HEA chairman, Michael Kelly, said that despite continuing higher academic achievement by females and greater employment rates, a gender bias in salaries in favour of males continues to persist for honours bachelor degree graduates.
“Glass ceilings are being shattered in education but not to the same extent in the workplace.”
The Annual Survey compiled by the HEA looks at 23,566 students who graduated in 2006 and what they are doing nine months later. It covers graduates of the universities, institutes of technology, and other institutions in the public and private sectors.
Among the other findings in the report were that from 1996 to 2006, graduates of NFQ levels 6 & 7 (certificates and ordinary bachelor degrees ) have experienced decreasing rates of employment, however the shortfall has been made up by increasing rates of further study.
These types of qualifications provide a pathway to the traditional Higher Education qualification, the honours bachelor degrees. Forty-five per cent of graduates of the class of 1996 continued with further study, while 72 per cent of the class of 2006 continued to further study.
As in 2005, Dublin (220 per cent ) and Galway (110 per cent ) are the only counties to employ more graduates than they produce.
It also showed that 75 per cent of graduates of teaching/education courses are female.

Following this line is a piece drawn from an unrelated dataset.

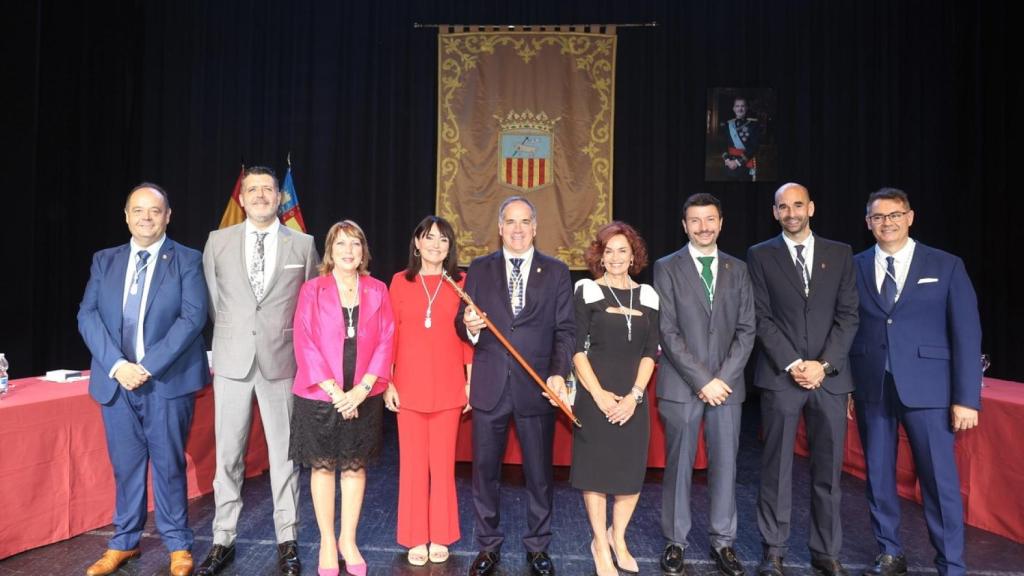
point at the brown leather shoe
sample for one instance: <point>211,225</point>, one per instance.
<point>110,562</point>
<point>181,563</point>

Ninety per cent of graduates who originated from the Republic of Ireland and who continued with further studies studied in institutions in the Republic of Ireland with the remaining population going overseas for further studies options, 7.1 per cent of these went to UK institutions.
PhD graduates are the largest percentage of employed graduates to leave Ireland to pursue employment at 20.6 per cent. Close working contact with researchers abroad contributes to the professional development of PhD graduates educated in Irish higher institutions and widens their career prospects.